Ante la sinceridad del procurador, Quezada soltó una risa, y con ella liberó el estrés que
lo tenía temblando de pies a cabeza. Diez-Coletos por su parte percibió un sentimiento
de burla que de ninguna manera permitiría dentro de su oficina, ni en ninguna otra parte.
Antes que cualquier otra cosa sucediera, Quezada se adelantó para decir:
–Permítame una pregunta señor procurador: ¿pretende usted pronunciar el discurso más
de una vez delante de la gente?
El procurador quedó mudo.
Cuentan que Salvador Diez-Coletos se deshizo del cargo a la mañana siguiente. Como
hacen la mayoría de los políticos, nunca más se volvió a saber de él. Su rostro ahora
cuelga en la pared de la oficina, tal como Quezada lo imaginó ese día.

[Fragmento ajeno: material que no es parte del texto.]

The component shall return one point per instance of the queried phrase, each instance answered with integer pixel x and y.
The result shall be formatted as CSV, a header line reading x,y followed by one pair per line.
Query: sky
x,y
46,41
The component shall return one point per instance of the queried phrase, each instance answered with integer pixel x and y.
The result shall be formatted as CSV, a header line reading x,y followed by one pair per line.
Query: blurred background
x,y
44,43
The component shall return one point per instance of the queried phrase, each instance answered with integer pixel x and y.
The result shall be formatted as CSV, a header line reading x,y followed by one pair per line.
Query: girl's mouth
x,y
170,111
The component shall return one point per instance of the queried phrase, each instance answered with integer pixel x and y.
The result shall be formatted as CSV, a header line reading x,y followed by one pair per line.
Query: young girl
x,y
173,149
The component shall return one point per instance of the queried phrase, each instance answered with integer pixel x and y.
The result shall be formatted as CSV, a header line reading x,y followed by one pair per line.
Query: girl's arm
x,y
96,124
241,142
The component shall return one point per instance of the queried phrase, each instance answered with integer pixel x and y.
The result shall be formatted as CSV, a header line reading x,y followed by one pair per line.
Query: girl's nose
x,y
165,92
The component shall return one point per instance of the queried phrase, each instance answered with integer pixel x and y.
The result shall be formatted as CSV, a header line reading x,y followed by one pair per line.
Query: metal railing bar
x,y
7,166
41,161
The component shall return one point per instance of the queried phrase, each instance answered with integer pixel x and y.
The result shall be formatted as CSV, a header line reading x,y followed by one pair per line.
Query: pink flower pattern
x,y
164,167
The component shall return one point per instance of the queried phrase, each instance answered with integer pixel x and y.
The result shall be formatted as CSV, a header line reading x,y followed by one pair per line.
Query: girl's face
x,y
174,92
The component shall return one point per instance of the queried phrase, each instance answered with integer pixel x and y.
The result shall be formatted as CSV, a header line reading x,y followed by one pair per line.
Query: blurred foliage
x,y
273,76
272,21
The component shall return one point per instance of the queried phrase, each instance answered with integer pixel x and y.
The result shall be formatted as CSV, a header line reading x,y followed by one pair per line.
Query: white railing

Acerca del caso Ayotzinapa me gustaría contar mejores noticias, pero en este país más
vale pedir perdón que pedir permiso. Para el dolor de los mexicanos, los estudiantes
siguen desaparecidos.
Prefiero concluir esta historia hablando sobre Adolfo Quezada o la pluma del
procurador. Si bien el discurso cumplió con su propósito, el muchacho renunció
igualmente a la procuraduría. Dicen que nunca dejó de escribir. Si yo tuviera su mismo
talento, seguro me dedicaría al oficio de poner los puntos y las comas en su lugar, así
como Dios, y el señor procurador, mandan.